Personal information
- Full name: John Fitzgerald
- Born: 21 November 1961 (age 64)
- Original team: St Joseph's
- Height: 178 cm (5 ft 10 in)
- Weight: 73 kg (161 lb)
- Position: Rover

Playing career^{1}
- Years: Club / Games (Goals)
- 1986–1987: Geelong / 8 (5)
- ^{1} Playing statistics correct to the end of 1987.

= John Fitzgerald (Australian footballer, born 1961) =

Australian rules footballer

John Fitzgerald (born 21 November 1961) is a former Australian rules footballer who played with Geelong in the Victorian Football League (VFL).

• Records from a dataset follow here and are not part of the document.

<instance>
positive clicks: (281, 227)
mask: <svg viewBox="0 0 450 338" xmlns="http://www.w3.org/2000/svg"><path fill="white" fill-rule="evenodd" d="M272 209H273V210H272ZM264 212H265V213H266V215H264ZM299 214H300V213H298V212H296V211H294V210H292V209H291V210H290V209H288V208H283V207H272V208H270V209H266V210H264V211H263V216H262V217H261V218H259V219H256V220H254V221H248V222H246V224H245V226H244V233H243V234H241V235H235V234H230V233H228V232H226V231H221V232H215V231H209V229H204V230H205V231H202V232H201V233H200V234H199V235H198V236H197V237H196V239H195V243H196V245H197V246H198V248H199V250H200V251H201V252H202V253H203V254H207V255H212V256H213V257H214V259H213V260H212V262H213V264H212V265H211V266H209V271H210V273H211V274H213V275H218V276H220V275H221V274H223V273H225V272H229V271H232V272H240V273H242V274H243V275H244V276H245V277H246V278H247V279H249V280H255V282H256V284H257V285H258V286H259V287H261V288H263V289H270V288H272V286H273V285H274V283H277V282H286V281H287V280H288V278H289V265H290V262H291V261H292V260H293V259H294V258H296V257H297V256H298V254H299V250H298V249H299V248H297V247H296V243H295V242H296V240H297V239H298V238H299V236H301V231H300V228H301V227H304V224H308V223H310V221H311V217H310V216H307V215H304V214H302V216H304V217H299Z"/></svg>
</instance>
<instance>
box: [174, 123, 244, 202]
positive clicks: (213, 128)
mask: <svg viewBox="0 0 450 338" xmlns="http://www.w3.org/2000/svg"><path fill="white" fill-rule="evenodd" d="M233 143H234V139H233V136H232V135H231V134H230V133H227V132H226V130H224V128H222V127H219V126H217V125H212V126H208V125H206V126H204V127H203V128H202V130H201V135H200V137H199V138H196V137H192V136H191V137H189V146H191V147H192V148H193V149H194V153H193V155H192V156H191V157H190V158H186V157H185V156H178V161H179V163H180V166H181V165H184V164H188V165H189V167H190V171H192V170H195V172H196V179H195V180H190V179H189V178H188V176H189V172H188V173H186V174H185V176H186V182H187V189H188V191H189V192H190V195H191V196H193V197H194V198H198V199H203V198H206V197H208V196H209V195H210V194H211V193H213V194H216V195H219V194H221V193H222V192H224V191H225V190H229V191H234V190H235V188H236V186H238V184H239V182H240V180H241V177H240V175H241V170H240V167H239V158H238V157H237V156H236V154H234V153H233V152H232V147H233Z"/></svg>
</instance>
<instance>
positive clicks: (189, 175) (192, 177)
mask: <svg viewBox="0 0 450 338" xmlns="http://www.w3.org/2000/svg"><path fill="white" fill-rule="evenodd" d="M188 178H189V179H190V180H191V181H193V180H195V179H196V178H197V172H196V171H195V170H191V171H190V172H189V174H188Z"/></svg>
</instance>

Fitzgerald played under 19s football at Geelong, then instead of pursuing a VFL career played with St Joseph's in the Geelong Football League. A rover, Fitzgerald was lured back to the club in 1986 and appeared in the final five rounds of the season. He played a further three games early in the 1987 VFL season.

In 1989, Fitzgerald captained St Joseph's to a premiership and was named "best and ground" in the grand final.

He coached South Barwon from 2000 to 2003, which included a premiership in 2001. From 2007 to 2011 he was senior coach of Bell Park and steered them to a premiership in his final season. He took a break from coaching in 2012, before being named coach of Drysdale in the Bellarine Football League, for the 2013 season.